Talvez aquilo que julgue ser importante não passe de banalidades!

Veja o filme e repense as suas prioridades!

Nada de efeitos especiais, nada de fantasias. Um filme sobre a triste realidade de muitas pessoas, talvez mais perto de si do que possa imaginar.

Não deixe de ver!



Precious (2009), baseado no romance de 1996 ‘Push’, de Sapphire – também conhecida como Ramona Lofton – é um filme poderoso capaz de impressionar o espectador menos impressionável. Confesso que estava expectante quanto ao conteúdo do filme, uma vez que não li a obra literária em que se baseia. O seu destaque nos Globos de Ouro e a sua nomeação em várias categorias dos Óscares deste ano, popularizaram e aumentaram a curiosidade para aquele que é apenas a segunda longa-metragem do realizador Lee Daniels, bem como o primeiro argumento de Geoffrey Fletcher. Ambos estes senhores estão nomeados aos Óscares, nas respectivas categorias de Melhor Realizador e Melhor Argumento Adaptado.

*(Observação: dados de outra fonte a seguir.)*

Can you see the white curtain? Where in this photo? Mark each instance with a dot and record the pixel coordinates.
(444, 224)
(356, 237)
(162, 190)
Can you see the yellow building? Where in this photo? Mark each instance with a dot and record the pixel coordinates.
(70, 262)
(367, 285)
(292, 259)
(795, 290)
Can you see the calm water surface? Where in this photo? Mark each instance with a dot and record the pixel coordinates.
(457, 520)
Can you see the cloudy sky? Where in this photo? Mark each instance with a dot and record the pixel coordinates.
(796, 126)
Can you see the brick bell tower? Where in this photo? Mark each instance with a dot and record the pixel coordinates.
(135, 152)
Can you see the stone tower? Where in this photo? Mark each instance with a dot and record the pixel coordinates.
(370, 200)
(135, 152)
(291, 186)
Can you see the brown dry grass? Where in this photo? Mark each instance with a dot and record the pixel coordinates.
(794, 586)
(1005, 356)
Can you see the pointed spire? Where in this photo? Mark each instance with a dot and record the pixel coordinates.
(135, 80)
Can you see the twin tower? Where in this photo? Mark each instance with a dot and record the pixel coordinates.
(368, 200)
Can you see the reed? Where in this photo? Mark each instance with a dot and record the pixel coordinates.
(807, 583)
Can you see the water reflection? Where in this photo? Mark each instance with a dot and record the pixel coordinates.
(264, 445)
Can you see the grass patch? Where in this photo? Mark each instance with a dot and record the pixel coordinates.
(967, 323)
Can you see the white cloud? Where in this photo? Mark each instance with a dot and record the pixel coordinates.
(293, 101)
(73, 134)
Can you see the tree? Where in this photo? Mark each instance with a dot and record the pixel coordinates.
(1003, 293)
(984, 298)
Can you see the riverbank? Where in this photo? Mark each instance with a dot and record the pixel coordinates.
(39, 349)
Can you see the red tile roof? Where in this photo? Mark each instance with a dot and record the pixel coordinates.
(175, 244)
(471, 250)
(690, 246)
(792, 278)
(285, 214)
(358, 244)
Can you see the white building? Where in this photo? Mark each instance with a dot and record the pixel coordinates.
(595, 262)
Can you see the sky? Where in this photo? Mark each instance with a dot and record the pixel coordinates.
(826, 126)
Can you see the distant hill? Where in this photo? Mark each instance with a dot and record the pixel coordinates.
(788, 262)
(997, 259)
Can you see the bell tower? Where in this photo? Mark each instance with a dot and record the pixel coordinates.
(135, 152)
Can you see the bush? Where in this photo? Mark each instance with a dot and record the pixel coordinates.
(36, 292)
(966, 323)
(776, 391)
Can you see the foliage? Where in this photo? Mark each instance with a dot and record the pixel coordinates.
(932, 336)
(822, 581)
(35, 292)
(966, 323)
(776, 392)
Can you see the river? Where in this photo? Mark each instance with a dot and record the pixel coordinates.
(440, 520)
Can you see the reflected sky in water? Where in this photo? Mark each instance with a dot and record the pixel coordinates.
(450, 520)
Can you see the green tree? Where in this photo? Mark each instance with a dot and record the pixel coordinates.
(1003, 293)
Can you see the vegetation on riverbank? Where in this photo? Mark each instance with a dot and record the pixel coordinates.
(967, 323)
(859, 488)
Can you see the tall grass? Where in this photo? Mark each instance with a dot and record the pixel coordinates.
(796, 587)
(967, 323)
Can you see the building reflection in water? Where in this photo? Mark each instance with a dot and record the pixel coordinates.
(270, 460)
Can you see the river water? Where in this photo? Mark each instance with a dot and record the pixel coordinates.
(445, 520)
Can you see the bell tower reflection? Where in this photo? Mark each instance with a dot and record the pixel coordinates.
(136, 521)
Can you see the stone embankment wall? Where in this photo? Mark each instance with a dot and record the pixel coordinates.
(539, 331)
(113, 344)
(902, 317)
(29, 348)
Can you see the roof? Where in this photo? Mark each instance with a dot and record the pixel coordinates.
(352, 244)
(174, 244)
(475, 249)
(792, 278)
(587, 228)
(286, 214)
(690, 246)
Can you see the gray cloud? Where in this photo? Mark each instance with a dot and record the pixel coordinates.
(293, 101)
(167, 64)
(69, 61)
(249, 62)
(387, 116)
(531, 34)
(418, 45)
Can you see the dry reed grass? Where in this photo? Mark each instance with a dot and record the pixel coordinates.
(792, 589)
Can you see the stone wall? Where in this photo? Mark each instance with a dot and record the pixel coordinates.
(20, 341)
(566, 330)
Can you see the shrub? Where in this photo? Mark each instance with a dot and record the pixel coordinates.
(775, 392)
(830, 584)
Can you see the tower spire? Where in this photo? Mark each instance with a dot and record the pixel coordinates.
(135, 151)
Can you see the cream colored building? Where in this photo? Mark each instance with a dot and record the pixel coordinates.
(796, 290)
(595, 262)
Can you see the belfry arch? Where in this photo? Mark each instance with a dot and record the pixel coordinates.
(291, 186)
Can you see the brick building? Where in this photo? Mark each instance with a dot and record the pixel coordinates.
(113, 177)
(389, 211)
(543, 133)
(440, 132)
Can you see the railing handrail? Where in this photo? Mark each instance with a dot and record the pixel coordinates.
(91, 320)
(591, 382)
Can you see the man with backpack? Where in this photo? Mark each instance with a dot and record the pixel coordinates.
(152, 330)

O filme relata-nos a triste história de Claireece ‘Precious’ Jones (Gabourey Sidibe), uma adolescente de 16 anos, grávida do segundo filho. O ano é 1987 e Precious vive com a sua mãe Mary (Mo’Nique). Quando não está a ser insultada, ou a levar tareias de proporções épicas, Precious ‘sonha acordada’ em ser o modelo físico e sobrevalorizado que a geração MTV – ainda precoce em 1987 – começava a criar. Ao contrário da maioria dos adolescentes, Precious realmente quer ir para a escola. A sua mãe, ao contrário da maioria dos pais, não quer que Precious frequente a escola com o pretexto de que apenas a vida é capaz de ensinar realmente alguém. Quando irrita a mãe, – basta respirar – é posta de castigo e proibida de comer. Quando lhe é restringida a comida, – Precious desafia o termo ‘obesidade’ – torna-se capaz de roubar para comer. No Harlem, um dos mais conhecidos bairros sociais de Nova Iorque, as aulas na escola que frequenta são uma anedota. Para consumar o estatuto de tragédia, Precious está pela segunda vez grávida do pai que diariamente a violava. Chega?